MP: You have appeared on a few pop videos too. Are they as glamorous as we would like to think they are? Any stories you can share with us?
YC: NO, not at all. Music videos take the longest time to film, standard filming time has gone from 9 hours to 14 hours. When I was filming the mv for “Wildfire” by Sbtrck, I had to act and dance on the bed while water get poured on me, wind machine blowing fiercely and smoke machine blasting full on in the room for 14 hours straight while I already had the flu! I still enjoyed working on it very much, but definitely not as glamourous as others think. Filming can be extremely hard work mentally and physically.
MP: You have a writing partner for music. Is that something you would like to see take off in a big way? Especially after your success elsewhere with MP4 etc or is it just a hobby.
YC: I have 2 writing partners. Brad, Howard and I have worked together for over 6 years, writing library music for companies including EMI.
Since acting work is taking up most of my time, my music output is getting less but music is never a hobby for me, it’s in my blood and I will continue doing it. The best aspect is I get to work with two of my good friends in the studio, and also some amazing talented famous producers over the years.
MP: What do you prefer working on? TV, film, music?
YC: I love all of them! I love singing, expressing myself in a song and the challenge of writing. I love acting on TV and films as I love the challenge of breaking down a script, a character and bring a different persona to the screen.
MP: What would be your ideal role?
YC: I recently did my first evil role in a Chinese film pilot, playing a manipulative evil bitch. I loved it so I want to play more baddie roles as I played a good girl for too long.

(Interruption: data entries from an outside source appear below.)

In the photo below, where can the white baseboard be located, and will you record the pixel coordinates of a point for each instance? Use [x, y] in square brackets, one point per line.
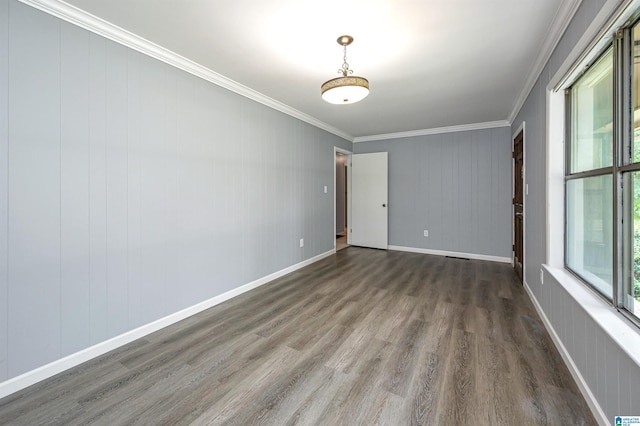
[596, 410]
[58, 366]
[453, 254]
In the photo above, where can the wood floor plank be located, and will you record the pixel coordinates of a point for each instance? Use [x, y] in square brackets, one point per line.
[361, 337]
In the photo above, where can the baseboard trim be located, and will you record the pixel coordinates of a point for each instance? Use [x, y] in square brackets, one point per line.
[49, 370]
[453, 254]
[596, 410]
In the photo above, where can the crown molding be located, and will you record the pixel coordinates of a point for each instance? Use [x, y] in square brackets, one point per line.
[434, 131]
[561, 21]
[96, 25]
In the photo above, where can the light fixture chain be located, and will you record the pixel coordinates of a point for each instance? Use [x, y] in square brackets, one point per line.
[345, 66]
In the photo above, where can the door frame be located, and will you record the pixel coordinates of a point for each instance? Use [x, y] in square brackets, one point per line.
[337, 150]
[525, 191]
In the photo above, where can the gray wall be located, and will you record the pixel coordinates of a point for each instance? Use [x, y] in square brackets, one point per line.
[130, 190]
[455, 185]
[611, 375]
[341, 161]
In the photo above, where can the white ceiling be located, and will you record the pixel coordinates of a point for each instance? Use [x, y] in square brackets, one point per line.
[430, 63]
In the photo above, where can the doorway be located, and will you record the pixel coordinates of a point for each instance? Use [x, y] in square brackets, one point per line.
[342, 160]
[518, 203]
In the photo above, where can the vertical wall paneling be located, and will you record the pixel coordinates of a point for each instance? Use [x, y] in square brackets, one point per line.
[116, 188]
[98, 188]
[605, 367]
[75, 265]
[153, 188]
[132, 190]
[4, 183]
[455, 185]
[34, 192]
[136, 308]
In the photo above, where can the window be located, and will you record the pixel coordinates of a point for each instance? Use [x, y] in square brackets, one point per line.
[602, 173]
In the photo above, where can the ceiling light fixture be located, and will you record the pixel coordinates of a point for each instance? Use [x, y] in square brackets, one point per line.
[345, 89]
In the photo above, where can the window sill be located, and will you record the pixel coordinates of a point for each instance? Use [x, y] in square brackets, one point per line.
[615, 324]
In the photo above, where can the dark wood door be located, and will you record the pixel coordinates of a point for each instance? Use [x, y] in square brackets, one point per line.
[518, 203]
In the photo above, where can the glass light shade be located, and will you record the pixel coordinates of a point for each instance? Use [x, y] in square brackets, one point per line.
[345, 90]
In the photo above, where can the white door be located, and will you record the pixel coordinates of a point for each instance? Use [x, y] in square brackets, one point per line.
[369, 200]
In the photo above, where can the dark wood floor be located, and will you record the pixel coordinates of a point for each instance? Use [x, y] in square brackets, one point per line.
[362, 337]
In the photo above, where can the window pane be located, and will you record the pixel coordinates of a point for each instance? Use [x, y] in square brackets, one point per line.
[589, 230]
[636, 94]
[592, 117]
[632, 245]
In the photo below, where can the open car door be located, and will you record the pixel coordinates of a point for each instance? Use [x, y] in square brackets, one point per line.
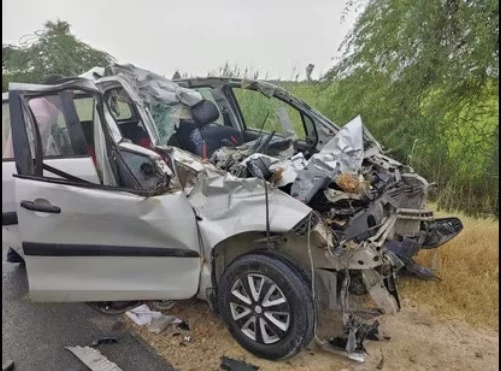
[131, 239]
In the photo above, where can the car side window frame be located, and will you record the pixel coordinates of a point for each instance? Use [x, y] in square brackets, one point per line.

MP: You are currently working hard on a degree on psychology. Does this mean you will leave the film industry behind?
YC: I don’t know. I think I will always be creative since it is in my genes, as both of my parents were Beijing opera performers. However, since I started working in showbiz when I was a teen, I feel a need to learn more new things apart from arts. I’m fascinated by human behaviour and the criminal mind. I want to finish my psychology degree and continue study to become a forensic psychologist so I can do research and in the future improve the prison system. At the end of the day, I don’t see why I can’t do both acting and being a psychologist. To me, life has no rules, I’m just gonna flow with it and do what interests me, live life to the full or maybe I’m just too overactive.